Greek Confusion, India Tightening

It is highly interesting that markets could take fright from a rate hike in India but this appears to be what has happened. India’s surprise 25bps rate hike has provoked another bout of risk aversion whilst the lack of any concrete agreement on a framework for a Greek bail out dealt a further blow to confidence. FX tensions between the US and China have not helped, with China threatening retaliation to any US move to name the country as a currency manipulator in the mid April US Treasury report.

Should we really be worried by a rate hike in India or China? Whilst the India rate move reflects the fact that emerging market central banks are moving far more aggressively to raise rates than their G7 counterparts, global fears that India’s move will dampen recovery prospects are unfounded. Monetary tightening in India and China and other economies is taking place against the backdrop of economic strength not weakness.

As such the global impact on growth should be limited. Rising inflation pressure in Asia is reflection of the much quicker economic recovery, relatively low rates and undervalued currencies in the region. Not only will central banks in Asia have to raise interest rates but will also have to allow further currency appreciation.

There is still plenty of confusion about a bail out for Greece ahead of the 25-26th March EU summit. German Chancellor Merkel dampened expectations of a bailout by stating that it was not even on the agenda for the summit. In contrast, EU President Barroso has pushed EU members to agree on an explicit stand-by aid agreement for Greece as soon as possible.

There is also disagreement about whether there should be any IMF involvement, with Germany favouring some help from the Fund whilst France opposes it. Meanwhile, the Greek Prime Minister has reportedly given an ultimatum that should no aid plan be forthcoming at the EU summit, Greece will turn to the IMF for assistance.

All of this suggests more downside for EUR/USD, with a test of support around 1.3422 looming. In the event that the EU summit offers good news for Greece, EUR/USD sentiment could turn quickly so a degree of caution is warranted. Speculative sentiment for the EUR has improved according to the latest CFTC Commitment of Traders (IMM) data for the week to 16th March, with net short EUR positions at their lowest since the beginning of February. Nonetheless, the short covering seen over the past week could come to an abrupt end should there be no aid package for Greece.

The most volatile currency over the past week was GBP/USD and after hitting a high of around 1.5382 it has slid all the way back to around the 1.5000 level. Much of this was related to the gyrations in EUR/USD but GBP took on a life of its own towards the end of the week and has not been helped by comments by BoE MPC member Sentence who highlighted the risk of a “double-dip” recession in the UK.

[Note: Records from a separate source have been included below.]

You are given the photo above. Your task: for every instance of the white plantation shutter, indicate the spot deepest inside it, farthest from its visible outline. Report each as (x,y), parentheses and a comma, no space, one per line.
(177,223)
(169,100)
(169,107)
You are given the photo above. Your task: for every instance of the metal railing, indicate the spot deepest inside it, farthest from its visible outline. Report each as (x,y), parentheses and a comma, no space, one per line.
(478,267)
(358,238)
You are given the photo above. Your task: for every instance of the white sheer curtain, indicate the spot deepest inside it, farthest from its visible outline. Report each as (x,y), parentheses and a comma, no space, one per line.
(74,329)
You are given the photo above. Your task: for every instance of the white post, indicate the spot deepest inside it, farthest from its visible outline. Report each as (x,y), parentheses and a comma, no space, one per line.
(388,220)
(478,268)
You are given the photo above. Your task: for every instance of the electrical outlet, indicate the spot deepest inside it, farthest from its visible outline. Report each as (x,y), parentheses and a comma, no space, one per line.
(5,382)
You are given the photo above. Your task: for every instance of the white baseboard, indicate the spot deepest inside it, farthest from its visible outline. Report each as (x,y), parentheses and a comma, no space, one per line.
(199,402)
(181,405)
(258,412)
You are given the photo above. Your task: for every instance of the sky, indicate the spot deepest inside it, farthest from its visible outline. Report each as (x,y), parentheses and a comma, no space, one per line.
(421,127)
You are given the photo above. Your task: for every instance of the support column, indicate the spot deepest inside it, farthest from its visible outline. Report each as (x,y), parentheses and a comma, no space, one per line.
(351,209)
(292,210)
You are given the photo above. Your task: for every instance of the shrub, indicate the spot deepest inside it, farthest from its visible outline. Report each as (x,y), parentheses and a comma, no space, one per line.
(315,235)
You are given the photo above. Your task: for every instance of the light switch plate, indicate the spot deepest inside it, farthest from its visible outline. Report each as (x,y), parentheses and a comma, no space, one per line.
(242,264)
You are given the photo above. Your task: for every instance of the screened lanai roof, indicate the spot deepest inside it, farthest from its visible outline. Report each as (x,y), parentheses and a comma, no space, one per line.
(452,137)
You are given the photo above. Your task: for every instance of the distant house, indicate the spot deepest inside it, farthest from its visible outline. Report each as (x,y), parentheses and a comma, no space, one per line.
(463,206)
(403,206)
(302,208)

GBP is highly undervalued and market positioning is close to a record low but a sustainable recovery looks unachievable at present. Attention this week will centre on the 2010 UK Budget announcement and markets will scrutinise the details of how the government plans to cut the burgeoning budget deficit. Failure to restore some credibility to the government’s plans will dent GBP sentiment further and lead to a sharper decline against both the EUR and USD.